QR codes

23 May

Have you recently seen something that looks like the image below in stores, on signs, and on product packaging?

An example of a QR code

From Wikimedia Commons

These are called QR codes (QR = Quick Response) and are a type of barcode. The data encoded in a QR code is usually a URL (though it can be text or other data) and they have become increasingly popular as more people carry around mobile devices whose cameras allow them to “read” the QR codes.

For example, I was in Best Buy the other day, looking at laptops. On the shelf, a sign displayed the usual information: price, warranty, brand name, model number, and special features of the item I was looking at. At the bottom of the sign, there was a QR code that, if scanned with a mobile device, would take me to customer reviews of the product in question. So, this QR code was serving as a very quick link to customer reviews, a feature to which we’ve become accustomed when shopping online.

Some libraries are also using QR codes. How? In one example, a library posted QR codes on its study room doors that linked students to the study room availability calendar and reservation form. In another example, a library posted QR codes in the stacks that linked that linked to subject guides and e-resources about the Library of Congress subject heading the student was browsing (for example, a QR code in the “M” section might link a student to subject guides about musical topics or to a list of e-books or online databases relating to music).

Using QR Codes

To read a QR code with your phone/mobile device, you need a special app that will let your camera act as a barcode scanner (just taking a picture of the QR code won’t do anything).
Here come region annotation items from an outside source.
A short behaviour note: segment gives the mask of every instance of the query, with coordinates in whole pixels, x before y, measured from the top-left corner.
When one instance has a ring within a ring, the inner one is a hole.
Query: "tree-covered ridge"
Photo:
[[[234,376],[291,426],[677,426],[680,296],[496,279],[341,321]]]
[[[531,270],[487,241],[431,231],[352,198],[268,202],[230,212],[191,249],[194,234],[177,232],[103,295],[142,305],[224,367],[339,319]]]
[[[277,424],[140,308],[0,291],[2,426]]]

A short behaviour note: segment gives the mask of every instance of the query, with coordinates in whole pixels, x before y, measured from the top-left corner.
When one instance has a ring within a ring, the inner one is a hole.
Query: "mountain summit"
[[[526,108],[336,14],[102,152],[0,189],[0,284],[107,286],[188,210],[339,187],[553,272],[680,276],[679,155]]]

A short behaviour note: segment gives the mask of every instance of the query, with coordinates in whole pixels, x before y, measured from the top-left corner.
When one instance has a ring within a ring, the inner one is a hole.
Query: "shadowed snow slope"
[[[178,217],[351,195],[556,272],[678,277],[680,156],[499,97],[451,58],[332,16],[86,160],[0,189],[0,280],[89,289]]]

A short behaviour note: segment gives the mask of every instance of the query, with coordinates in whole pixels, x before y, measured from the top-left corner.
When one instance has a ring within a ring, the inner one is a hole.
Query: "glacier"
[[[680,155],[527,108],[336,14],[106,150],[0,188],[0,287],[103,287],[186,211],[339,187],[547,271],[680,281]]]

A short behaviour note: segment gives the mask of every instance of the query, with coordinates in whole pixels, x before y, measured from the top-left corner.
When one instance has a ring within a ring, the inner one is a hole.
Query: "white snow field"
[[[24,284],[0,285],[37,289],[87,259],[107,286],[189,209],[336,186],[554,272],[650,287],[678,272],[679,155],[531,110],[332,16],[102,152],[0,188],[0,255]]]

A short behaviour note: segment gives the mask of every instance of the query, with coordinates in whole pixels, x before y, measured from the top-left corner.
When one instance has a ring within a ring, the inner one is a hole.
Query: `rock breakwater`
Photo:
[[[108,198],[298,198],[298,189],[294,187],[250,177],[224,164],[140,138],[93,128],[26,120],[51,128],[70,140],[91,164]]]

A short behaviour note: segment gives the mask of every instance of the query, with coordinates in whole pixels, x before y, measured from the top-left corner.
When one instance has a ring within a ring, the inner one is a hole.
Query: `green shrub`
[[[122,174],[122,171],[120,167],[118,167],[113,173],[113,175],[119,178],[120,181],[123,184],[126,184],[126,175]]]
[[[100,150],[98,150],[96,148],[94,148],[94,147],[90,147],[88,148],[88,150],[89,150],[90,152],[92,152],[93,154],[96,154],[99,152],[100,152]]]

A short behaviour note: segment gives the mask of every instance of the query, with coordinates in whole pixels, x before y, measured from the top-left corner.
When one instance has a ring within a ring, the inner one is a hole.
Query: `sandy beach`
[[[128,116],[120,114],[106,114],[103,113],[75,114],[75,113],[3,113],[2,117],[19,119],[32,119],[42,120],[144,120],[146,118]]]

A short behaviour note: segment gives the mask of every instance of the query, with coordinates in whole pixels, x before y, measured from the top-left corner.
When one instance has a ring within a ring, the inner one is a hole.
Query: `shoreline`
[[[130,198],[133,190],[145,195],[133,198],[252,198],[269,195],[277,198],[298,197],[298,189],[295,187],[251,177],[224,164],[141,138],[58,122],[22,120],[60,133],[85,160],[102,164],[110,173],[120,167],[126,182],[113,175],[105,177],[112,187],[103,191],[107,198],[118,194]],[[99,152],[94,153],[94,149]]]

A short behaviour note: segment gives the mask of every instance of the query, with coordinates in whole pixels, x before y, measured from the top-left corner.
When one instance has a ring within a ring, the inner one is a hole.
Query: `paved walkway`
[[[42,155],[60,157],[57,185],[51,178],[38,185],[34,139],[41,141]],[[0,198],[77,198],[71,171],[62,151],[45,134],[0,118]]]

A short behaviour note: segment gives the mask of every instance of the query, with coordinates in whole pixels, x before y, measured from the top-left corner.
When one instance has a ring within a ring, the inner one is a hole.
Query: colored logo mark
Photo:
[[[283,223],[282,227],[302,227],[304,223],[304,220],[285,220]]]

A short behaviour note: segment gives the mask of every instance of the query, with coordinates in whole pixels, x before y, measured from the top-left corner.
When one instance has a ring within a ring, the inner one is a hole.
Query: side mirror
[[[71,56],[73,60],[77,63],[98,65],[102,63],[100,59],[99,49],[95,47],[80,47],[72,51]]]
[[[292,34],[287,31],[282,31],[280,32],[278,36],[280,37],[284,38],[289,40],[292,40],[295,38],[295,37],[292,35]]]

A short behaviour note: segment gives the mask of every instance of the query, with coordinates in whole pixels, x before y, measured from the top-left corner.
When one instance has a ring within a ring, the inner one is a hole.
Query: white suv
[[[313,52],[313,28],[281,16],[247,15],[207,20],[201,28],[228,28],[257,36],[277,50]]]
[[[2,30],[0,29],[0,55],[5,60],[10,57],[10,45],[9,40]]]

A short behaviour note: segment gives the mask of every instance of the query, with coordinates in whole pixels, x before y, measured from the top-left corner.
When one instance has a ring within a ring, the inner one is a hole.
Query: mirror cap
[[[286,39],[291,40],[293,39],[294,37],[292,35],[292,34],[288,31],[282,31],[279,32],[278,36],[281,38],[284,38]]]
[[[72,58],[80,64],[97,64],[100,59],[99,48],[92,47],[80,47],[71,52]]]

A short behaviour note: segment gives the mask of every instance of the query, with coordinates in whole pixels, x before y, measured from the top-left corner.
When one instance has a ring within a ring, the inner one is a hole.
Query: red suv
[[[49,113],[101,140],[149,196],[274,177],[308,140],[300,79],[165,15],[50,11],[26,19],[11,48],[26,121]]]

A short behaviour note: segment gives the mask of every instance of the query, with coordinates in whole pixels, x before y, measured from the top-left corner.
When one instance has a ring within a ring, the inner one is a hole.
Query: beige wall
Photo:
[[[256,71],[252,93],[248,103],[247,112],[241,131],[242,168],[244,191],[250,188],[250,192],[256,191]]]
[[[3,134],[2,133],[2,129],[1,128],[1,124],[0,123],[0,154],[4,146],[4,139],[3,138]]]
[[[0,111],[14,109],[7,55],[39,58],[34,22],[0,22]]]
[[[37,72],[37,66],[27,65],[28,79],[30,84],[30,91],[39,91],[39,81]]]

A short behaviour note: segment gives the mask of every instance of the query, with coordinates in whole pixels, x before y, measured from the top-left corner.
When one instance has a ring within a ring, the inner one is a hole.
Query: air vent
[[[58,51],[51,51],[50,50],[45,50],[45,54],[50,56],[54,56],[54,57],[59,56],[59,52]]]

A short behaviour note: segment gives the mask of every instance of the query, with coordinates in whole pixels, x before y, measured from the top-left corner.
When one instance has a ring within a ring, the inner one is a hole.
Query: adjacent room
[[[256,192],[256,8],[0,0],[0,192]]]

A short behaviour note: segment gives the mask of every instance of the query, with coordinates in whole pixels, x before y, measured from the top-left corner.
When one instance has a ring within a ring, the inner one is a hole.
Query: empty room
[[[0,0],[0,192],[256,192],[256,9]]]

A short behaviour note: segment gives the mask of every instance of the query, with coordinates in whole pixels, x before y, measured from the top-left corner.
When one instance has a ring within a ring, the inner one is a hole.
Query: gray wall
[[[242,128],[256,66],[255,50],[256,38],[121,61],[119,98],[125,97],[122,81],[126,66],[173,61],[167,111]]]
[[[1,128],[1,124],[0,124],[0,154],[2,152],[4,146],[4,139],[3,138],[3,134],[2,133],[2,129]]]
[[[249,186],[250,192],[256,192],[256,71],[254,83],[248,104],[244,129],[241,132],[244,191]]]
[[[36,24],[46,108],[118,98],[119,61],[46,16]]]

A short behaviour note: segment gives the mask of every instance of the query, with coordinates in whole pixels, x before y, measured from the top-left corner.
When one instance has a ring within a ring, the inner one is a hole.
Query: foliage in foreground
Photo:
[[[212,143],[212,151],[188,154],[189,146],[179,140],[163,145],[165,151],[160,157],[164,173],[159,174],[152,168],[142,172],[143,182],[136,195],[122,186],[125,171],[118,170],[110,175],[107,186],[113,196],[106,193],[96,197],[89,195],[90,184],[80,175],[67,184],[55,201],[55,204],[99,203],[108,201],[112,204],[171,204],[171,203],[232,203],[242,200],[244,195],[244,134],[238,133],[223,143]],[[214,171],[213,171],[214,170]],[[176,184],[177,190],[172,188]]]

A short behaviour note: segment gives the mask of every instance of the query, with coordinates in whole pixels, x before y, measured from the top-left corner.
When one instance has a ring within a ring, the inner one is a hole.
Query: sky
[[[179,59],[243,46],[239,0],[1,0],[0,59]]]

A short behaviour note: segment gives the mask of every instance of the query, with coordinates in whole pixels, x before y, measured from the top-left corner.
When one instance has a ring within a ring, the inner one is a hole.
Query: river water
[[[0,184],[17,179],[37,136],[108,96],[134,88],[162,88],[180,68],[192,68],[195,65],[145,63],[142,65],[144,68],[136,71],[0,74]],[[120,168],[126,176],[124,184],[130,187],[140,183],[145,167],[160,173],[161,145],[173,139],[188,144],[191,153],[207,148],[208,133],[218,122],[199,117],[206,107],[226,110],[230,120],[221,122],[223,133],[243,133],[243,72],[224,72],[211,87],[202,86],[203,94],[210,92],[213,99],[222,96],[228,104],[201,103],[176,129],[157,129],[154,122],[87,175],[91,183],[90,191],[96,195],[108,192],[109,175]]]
There’s several free ones out there, whatever type of device you have. I use i-nigma on my iPod touch. When you run into a QR code, you open the app, scan the code, and it will (usually) take you to a website.

Creating your own QR codes is simple. There are several websites that will generate them for you. One of the most popular is Kaywa.

Pros and Cons

One of the big advantages of QR codes is the ability to link physical and electronic resources (as in the example above, where the library linked its physical collection on online resources). Another significant plus is the ability to provide point-of-need information.

A disadvantage of using QR codes is that they are useless if your users don’t have the mobile devices to capture them (or, if they have the mobile devices but don’t know what a QR code is or how to use it). It seems to me that you wouldn’t want to disadvantage users without a mobile device by only providing information via QR code.